Erosive Pustular Dermatitis of the Scalp (EPDS) is a relative common condition, typically seen on the actinically damaged scalps of the elderly men. Lesions characteristically present as hyperkeratotic, crusted erosions with varying degrees of pustulation. Lesions may become secondarily infected. The etiology is unknown, although a neutrophilic reaction to trauma has been suggested. The clinical differential diagnosis may include pemphigus, cicatrical pemphigoid, pustular psoriasis, tinea and non-melanoma skin cancer. EPDS is a diagnosis of exclusion after ruling out neoplastic, infectious, and autoimmune disorders by appropriate biopsies and cultures. Various therapies have been utilized, including potent topical steroids, tacrolimus, topical retinoids, calcipotriol, or systemic therapy with retinoids and zinc sulphate (1). Topical dapsone may be effective. (2)

Photodynamic therapy (PDT) has been described as a causative factor and as treatment of EPDS (1). Lesions have been reported following PDT for the treatment of actinic keratosis (3). Myer reported a successful outcome of PDT in a 75-year-old woman with EPDS that was recalcitrant to other modalities.

Yang et al reported 8 patients with EPDS who underwent gentle curettage of the hyperkeratotic lesions followed by aminolevulinic acid PDT 1 to 2 weeks later. Lesions resolved in 6 patients; 2 patients had residual lesions at 6 weeks follow-up and underwent a second round of treatment. The authors concluded that this protocol “represents and efficacious modality for EPDS.” (5)

There is no argument that their patients improved, but was it because of the PDT? My hunch is that the PDT may or may not be relevant. I would surmise that it’s the gentle curettage that is the key to success. Regarding other therapies, the authors state there has been “limited success partly because of difficulty penetrating the hyperkeratotic crust, especially in lesions exhibiting massive hyperkeratosis.”

There is a Goldilocks phenomenon at play in curetting EPDS — curette too vigorously and the trauma might exacerbate the lesions; curette too lightly and you will not allow whatever therapy you use to foster healing of the lesions.

When treating patients with EPDS, I have found that topical steroids, tacrolimus, and dapsone all have worked well, after the crust has been removed.

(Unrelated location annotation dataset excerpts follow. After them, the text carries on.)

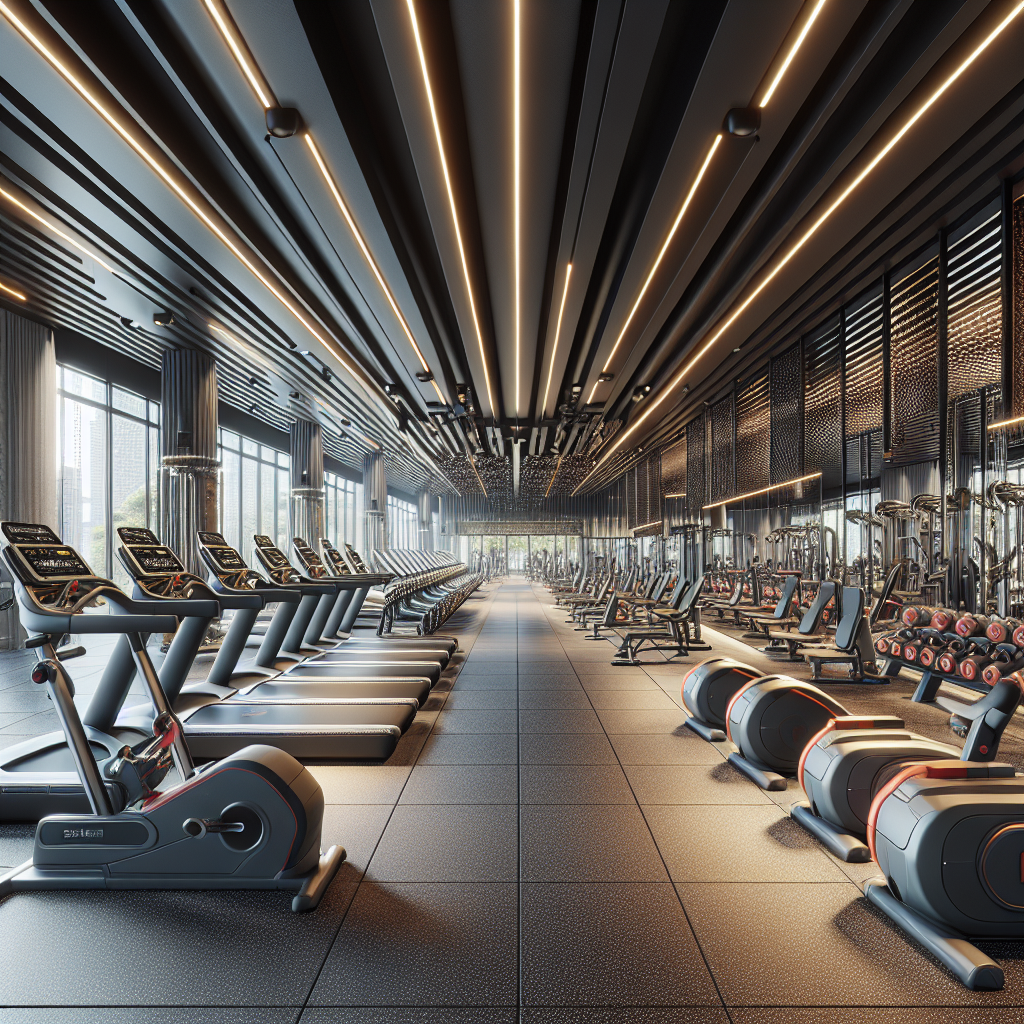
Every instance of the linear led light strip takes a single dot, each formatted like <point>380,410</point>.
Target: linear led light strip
<point>237,45</point>
<point>798,42</point>
<point>1003,424</point>
<point>451,195</point>
<point>811,231</point>
<point>558,331</point>
<point>657,262</point>
<point>168,179</point>
<point>516,175</point>
<point>762,491</point>
<point>56,230</point>
<point>371,262</point>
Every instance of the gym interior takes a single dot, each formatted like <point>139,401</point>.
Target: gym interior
<point>512,511</point>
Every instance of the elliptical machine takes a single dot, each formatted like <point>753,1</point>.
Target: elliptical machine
<point>251,820</point>
<point>847,763</point>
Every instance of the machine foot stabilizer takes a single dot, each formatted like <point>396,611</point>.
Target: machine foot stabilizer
<point>848,848</point>
<point>967,962</point>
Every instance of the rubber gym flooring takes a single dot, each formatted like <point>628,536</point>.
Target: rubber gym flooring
<point>548,845</point>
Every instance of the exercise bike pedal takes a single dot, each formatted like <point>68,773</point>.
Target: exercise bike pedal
<point>848,848</point>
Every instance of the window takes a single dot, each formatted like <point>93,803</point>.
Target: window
<point>254,492</point>
<point>109,475</point>
<point>402,523</point>
<point>343,510</point>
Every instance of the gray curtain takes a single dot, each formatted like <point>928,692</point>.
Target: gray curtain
<point>28,438</point>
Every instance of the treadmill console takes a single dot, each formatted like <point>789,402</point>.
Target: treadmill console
<point>337,561</point>
<point>309,559</point>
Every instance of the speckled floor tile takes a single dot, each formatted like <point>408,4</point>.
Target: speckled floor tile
<point>610,943</point>
<point>424,944</point>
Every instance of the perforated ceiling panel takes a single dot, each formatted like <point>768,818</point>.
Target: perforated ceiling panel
<point>822,410</point>
<point>913,360</point>
<point>786,394</point>
<point>974,327</point>
<point>722,450</point>
<point>753,421</point>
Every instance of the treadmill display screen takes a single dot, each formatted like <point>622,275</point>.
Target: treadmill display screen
<point>274,558</point>
<point>29,532</point>
<point>52,562</point>
<point>227,559</point>
<point>135,535</point>
<point>157,559</point>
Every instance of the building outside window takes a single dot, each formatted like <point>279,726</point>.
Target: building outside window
<point>254,493</point>
<point>109,466</point>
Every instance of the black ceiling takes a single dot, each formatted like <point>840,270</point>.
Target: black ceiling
<point>621,101</point>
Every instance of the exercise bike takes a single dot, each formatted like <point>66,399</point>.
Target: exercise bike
<point>251,820</point>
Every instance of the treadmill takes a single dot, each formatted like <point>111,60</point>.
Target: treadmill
<point>229,576</point>
<point>313,724</point>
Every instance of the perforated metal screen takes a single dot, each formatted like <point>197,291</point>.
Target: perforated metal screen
<point>913,361</point>
<point>722,450</point>
<point>822,409</point>
<point>786,443</point>
<point>753,421</point>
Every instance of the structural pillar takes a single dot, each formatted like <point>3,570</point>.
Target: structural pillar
<point>188,451</point>
<point>374,501</point>
<point>306,507</point>
<point>425,515</point>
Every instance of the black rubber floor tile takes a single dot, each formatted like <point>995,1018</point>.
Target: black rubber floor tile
<point>455,722</point>
<point>879,1015</point>
<point>573,784</point>
<point>595,683</point>
<point>794,944</point>
<point>566,749</point>
<point>558,721</point>
<point>462,784</point>
<point>665,750</point>
<point>549,681</point>
<point>484,682</point>
<point>588,843</point>
<point>410,1015</point>
<point>631,700</point>
<point>651,722</point>
<point>164,948</point>
<point>719,783</point>
<point>481,700</point>
<point>609,944</point>
<point>360,783</point>
<point>467,749</point>
<point>571,699</point>
<point>151,1015</point>
<point>465,843</point>
<point>420,945</point>
<point>357,827</point>
<point>624,1015</point>
<point>737,844</point>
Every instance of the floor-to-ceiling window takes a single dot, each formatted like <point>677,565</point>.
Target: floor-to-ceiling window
<point>108,476</point>
<point>342,508</point>
<point>254,492</point>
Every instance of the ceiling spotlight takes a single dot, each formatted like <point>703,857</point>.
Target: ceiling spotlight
<point>741,121</point>
<point>283,122</point>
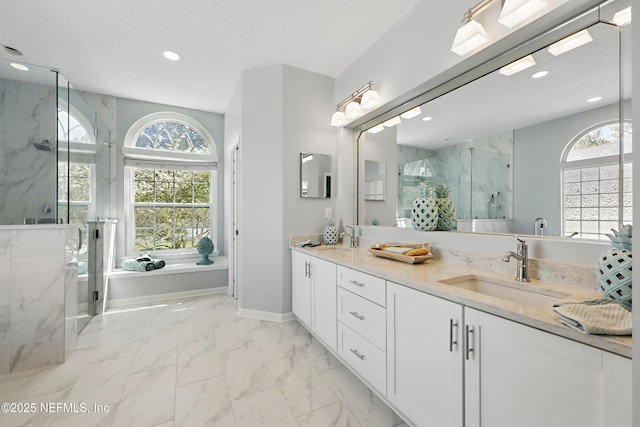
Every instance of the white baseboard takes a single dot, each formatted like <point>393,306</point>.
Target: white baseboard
<point>148,299</point>
<point>265,315</point>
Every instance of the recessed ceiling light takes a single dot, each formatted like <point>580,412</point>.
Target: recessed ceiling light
<point>19,66</point>
<point>171,55</point>
<point>376,129</point>
<point>622,17</point>
<point>392,121</point>
<point>12,50</point>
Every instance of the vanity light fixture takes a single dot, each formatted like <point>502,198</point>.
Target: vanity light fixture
<point>622,17</point>
<point>515,11</point>
<point>370,99</point>
<point>469,37</point>
<point>571,42</point>
<point>19,66</point>
<point>517,66</point>
<point>364,98</point>
<point>171,55</point>
<point>411,113</point>
<point>376,129</point>
<point>392,121</point>
<point>472,34</point>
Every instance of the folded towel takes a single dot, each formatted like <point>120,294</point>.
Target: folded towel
<point>136,265</point>
<point>157,262</point>
<point>401,250</point>
<point>599,317</point>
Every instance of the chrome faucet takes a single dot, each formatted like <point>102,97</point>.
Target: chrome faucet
<point>522,256</point>
<point>353,240</point>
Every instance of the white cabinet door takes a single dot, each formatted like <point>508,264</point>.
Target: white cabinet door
<point>301,287</point>
<point>323,288</point>
<point>516,375</point>
<point>617,391</point>
<point>424,362</point>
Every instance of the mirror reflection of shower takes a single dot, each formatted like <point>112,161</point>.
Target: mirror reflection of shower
<point>538,226</point>
<point>493,210</point>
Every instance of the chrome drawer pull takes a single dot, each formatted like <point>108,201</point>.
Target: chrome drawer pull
<point>453,341</point>
<point>356,315</point>
<point>469,341</point>
<point>358,355</point>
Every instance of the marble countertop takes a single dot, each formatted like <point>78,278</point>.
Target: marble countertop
<point>426,278</point>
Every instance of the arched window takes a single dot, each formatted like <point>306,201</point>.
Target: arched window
<point>592,200</point>
<point>170,182</point>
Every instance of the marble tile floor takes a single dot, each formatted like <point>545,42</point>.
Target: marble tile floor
<point>192,362</point>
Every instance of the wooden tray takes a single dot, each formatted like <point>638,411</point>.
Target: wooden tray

Perhaps PDT is a useful modality following curettage in patients with EPDS. Of course the best way to analyze this would be with a “split scalp,” curetting both sides, utilizing PDT on one side versus either petrolatum (or one of the many reported treatments). Until such studies are performed, use whatever you’d like — just gently debride first.

1. Aigner B, et al. Sun-induced pustular dermatosis of the scalp – a new variant of erosive pustular dermatosis of the scalp?
2. Broussard KC, et al. Erosive pustular dermatosis of the scalp: A review with a focus on dapsone therapy. J Am Acad Dermatol 2012; 66: 680-6.
3. López V, et al. Erosive pustular dermatosis of the scalp after photodynamic therapy. Dermatol Online J 2012; 15: 18: 13.
4. Meyer T, et al. Erosive pustular dermatosis of the scalp: A successful treatment with photodynamic therapy. Photodermatol Photoimmunol Photomed 2010; 26: 44-5.
5. Yang CS, et al. Aminolevulinic acid photodynamic therapy in the treatment of erosive pustular dermatosis of the scalp. JAMA Dermatol 2016; 152: 694-7.